Developing Repair Materials for Stress Urinary Incontinence to Withstand Dynamic Distension

BackgroundPolypropylene mesh used as a mid-urethral sling is associated with severe clinical complications in a significant minority of patients. Current in vitro mechanical testing shows that polypropylene responds inadequately to mechanical distension and is also poor at supporting cell proliferation.Aims and ObjectivesOur objective therefore is to produce materials with more appropriate mechanical properties for use as a sling material but which can also support cell integration.MethodsScaffolds of two polyurethanes (PU), poly-L-lactic acid (PLA) and co-polymers of the two were produced by electrospinning. Mechanical properties of materials were assessed and compared to polypropylene. The interaction of adipose derived stem cells (ADSC) with the scaffolds was also assessed. Uniaxial tensiometry of scaffolds was performed before and after seven days of cyclical distension. Cell penetration (using DAPI and a fluorescent red cell tracker dye), viability (AlamarBlue assay) and total collagen production (Sirius red assay) were measured for ADSC cultured on scaffolds.ResultsPolypropylene was stronger than polyurethanes and PLA. However, polypropylene mesh deformed plastically after 7 days of sustained cyclical distention, while polyurethanes maintained their elasticity. Scaffolds of PU containing PLA were weaker and stiffer than PU or polypropylene but were significantly better than PU scaffolds alone at supporting ADSC.ConclusionsTherefore, prolonged mechanical distension in vitro causes polypropylene to fail. Materials with more appropriate mechanical properties for use as sling materials can be produced using PU. Combining PLA with PU greatly improves interaction of cells with this material.

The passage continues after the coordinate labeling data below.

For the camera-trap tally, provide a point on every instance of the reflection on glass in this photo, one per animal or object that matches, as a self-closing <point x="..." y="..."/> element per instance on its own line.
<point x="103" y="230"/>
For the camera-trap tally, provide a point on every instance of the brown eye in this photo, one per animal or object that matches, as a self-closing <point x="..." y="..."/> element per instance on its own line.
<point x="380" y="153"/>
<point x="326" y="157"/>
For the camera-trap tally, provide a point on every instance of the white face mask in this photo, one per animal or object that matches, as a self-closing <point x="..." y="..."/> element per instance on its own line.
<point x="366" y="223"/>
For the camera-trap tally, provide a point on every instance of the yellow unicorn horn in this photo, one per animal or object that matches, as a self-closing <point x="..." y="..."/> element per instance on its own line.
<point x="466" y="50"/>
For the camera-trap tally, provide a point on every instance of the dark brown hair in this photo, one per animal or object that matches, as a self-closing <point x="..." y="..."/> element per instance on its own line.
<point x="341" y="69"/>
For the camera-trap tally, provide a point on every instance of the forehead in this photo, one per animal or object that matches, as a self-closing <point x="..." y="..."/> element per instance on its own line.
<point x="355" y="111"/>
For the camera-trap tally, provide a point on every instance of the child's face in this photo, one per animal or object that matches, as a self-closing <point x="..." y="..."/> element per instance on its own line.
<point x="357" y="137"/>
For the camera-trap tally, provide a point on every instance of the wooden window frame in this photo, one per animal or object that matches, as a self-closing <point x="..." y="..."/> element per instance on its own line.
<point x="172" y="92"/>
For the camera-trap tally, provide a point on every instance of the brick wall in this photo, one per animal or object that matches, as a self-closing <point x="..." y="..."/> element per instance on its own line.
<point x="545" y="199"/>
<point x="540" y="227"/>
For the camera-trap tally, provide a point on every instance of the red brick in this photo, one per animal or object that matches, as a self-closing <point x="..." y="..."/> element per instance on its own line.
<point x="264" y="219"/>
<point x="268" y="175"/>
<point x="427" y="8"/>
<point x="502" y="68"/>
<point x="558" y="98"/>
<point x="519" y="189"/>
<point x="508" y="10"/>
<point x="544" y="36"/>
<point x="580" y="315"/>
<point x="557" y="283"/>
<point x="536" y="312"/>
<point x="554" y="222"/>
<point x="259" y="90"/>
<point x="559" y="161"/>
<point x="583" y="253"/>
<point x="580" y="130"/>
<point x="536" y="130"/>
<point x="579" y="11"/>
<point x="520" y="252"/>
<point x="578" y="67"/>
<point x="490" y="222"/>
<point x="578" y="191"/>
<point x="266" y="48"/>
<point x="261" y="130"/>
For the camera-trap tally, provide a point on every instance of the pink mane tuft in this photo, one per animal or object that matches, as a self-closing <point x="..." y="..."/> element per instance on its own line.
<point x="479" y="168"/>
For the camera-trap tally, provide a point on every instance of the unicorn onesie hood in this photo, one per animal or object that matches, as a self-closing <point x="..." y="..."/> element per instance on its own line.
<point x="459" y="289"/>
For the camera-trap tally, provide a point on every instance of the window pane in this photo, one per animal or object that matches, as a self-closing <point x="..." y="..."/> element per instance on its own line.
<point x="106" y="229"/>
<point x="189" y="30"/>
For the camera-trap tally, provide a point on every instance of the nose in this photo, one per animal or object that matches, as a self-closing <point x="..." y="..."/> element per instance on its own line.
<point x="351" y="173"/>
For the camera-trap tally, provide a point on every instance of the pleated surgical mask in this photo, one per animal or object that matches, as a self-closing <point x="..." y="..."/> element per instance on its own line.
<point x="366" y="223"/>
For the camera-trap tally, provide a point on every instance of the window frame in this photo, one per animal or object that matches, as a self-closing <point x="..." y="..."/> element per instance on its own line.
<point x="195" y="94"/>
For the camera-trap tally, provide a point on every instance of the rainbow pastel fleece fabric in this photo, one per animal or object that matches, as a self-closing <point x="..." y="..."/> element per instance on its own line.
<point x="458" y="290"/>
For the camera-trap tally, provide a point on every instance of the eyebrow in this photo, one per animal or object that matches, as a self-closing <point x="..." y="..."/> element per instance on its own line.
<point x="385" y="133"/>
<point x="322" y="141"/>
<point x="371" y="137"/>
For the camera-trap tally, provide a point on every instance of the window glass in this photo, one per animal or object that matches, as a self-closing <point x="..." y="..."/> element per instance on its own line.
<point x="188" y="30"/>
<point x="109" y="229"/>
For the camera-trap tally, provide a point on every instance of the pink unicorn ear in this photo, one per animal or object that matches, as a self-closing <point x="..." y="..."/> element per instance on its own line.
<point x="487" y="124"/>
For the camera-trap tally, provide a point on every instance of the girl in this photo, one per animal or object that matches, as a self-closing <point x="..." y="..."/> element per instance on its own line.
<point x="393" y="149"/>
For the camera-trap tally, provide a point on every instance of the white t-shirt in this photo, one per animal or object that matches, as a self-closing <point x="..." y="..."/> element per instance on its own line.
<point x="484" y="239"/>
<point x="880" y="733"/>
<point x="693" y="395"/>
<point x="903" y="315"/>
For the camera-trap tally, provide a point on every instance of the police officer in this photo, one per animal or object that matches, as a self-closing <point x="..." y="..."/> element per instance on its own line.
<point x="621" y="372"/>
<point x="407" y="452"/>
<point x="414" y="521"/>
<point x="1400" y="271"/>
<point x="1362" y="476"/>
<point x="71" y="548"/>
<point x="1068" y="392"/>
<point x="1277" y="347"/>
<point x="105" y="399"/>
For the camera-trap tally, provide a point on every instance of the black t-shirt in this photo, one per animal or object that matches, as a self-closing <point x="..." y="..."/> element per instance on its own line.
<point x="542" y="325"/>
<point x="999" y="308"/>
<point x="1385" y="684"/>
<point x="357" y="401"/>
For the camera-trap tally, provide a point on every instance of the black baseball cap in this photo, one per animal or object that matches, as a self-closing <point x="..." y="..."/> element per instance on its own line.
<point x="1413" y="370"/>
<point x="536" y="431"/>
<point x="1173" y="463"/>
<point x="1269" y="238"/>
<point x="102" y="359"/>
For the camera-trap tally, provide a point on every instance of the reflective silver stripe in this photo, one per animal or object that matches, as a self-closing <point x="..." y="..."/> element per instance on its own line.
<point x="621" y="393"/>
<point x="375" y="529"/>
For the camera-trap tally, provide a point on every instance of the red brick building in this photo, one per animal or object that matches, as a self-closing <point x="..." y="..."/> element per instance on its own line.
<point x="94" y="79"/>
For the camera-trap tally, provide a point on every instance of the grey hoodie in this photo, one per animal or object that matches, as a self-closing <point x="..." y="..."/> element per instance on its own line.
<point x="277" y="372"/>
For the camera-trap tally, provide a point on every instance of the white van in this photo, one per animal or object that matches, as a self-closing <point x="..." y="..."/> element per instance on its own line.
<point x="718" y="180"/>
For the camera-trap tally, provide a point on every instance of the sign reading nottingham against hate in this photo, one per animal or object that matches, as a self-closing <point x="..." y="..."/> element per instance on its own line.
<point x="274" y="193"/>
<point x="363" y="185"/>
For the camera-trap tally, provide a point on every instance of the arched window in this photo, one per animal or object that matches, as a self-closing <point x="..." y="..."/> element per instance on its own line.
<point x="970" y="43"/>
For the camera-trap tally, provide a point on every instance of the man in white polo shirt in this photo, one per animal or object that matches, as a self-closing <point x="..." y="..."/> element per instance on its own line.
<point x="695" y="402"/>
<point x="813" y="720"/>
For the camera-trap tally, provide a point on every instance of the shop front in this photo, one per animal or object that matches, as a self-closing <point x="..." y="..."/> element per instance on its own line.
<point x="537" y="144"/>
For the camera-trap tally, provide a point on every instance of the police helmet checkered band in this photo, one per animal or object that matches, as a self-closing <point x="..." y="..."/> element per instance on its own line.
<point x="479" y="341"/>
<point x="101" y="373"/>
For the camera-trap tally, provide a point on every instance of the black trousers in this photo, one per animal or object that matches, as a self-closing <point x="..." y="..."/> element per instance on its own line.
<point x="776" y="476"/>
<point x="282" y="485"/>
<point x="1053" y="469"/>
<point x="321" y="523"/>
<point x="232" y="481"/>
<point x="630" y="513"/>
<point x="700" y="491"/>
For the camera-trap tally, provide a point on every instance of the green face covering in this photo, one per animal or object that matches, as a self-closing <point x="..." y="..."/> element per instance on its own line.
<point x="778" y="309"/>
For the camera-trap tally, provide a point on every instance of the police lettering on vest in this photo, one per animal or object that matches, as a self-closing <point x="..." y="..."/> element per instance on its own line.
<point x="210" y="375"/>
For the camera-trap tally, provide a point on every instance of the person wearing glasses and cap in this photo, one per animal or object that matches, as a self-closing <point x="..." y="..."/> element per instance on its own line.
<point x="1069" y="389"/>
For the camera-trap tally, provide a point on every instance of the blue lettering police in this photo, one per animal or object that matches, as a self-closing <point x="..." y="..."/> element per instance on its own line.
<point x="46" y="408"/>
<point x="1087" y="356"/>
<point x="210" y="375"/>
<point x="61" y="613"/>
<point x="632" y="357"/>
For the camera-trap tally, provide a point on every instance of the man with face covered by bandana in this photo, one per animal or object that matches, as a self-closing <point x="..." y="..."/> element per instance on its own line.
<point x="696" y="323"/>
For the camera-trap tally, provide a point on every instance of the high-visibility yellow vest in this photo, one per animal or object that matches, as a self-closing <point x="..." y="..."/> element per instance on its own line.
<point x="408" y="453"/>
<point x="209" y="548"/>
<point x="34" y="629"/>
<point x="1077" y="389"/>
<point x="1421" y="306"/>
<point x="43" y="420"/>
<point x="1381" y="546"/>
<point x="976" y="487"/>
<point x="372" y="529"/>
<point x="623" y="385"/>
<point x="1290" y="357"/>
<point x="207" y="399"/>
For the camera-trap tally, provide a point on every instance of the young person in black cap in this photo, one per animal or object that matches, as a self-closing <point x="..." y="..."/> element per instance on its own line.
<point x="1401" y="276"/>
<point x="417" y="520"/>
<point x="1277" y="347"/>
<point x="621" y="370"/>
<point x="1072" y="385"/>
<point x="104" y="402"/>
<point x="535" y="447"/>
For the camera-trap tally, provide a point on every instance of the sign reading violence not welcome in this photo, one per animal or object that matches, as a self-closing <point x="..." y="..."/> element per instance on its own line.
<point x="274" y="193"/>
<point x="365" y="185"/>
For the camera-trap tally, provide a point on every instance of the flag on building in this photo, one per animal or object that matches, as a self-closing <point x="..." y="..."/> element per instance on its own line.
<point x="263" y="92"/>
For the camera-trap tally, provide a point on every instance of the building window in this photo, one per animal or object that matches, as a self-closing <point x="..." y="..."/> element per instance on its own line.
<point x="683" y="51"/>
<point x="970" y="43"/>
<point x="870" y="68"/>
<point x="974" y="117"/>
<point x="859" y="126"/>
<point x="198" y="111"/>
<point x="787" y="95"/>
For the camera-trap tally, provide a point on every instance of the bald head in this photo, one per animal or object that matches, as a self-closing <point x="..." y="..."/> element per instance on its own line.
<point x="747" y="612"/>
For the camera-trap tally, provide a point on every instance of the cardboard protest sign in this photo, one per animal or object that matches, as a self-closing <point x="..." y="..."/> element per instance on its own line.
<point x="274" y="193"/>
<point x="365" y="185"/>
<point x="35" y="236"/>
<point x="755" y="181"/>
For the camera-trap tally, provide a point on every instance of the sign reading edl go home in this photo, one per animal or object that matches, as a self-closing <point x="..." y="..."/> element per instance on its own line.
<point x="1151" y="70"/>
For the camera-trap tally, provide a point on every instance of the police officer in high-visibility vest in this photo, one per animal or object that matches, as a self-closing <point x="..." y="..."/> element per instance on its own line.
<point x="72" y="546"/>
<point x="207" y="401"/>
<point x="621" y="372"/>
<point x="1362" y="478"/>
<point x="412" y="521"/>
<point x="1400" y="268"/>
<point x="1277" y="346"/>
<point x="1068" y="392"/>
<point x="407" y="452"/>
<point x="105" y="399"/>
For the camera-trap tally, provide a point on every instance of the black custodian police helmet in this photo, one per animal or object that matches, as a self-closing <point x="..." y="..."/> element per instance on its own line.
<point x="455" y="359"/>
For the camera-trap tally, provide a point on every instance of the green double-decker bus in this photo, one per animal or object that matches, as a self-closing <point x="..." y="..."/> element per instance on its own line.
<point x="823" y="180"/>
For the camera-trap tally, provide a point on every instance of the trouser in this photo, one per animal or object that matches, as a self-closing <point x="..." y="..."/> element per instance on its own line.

背景：用于尿道中段悬吊术的聚丙烯补片会在相当比例的患者中引发严重临床并发症。现有体外力学测试表明，聚丙烯对机械牵张的响应不足，且在支持细胞增殖方面表现不佳。 研究目的：本研究旨在制备兼具更适配力学性能（可作为悬吊术补片材料）且支持细胞整合的新型材料。 研究方法：采用静电纺丝法制备两种聚氨酯（PU）、聚左旋乳酸（PLA）以及二者共聚物的支架材料。对材料的力学性能进行评估，并与聚丙烯补片对比；同时评估脂肪来源干细胞（ADSC）与该支架的相互作用。分别在周期性牵张7天前后，对支架开展单轴张力测试。针对在支架上培养的ADSC，检测其细胞穿透能力（采用DAPI染色与红色荧光细胞追踪染料）、细胞活性（AlamarBlue检测法）以及总胶原生成量（天狼星红检测法）。 研究结果：聚丙烯的强度高于PU与PLA。但在持续7天的周期性牵张后，聚丙烯补片发生塑性变形，而PU仍可保持弹性。含PLA的PU支架强度低于纯PU或聚丙烯，但在支持ADSC方面，其表现显著优于纯PU支架。 研究结论：体外长期机械牵张会导致聚丙烯补片失效。采用PU可制备具备更适配力学性能的悬吊术补片材料；将PLA与PU复合，可显著改善细胞与该材料的相互作用。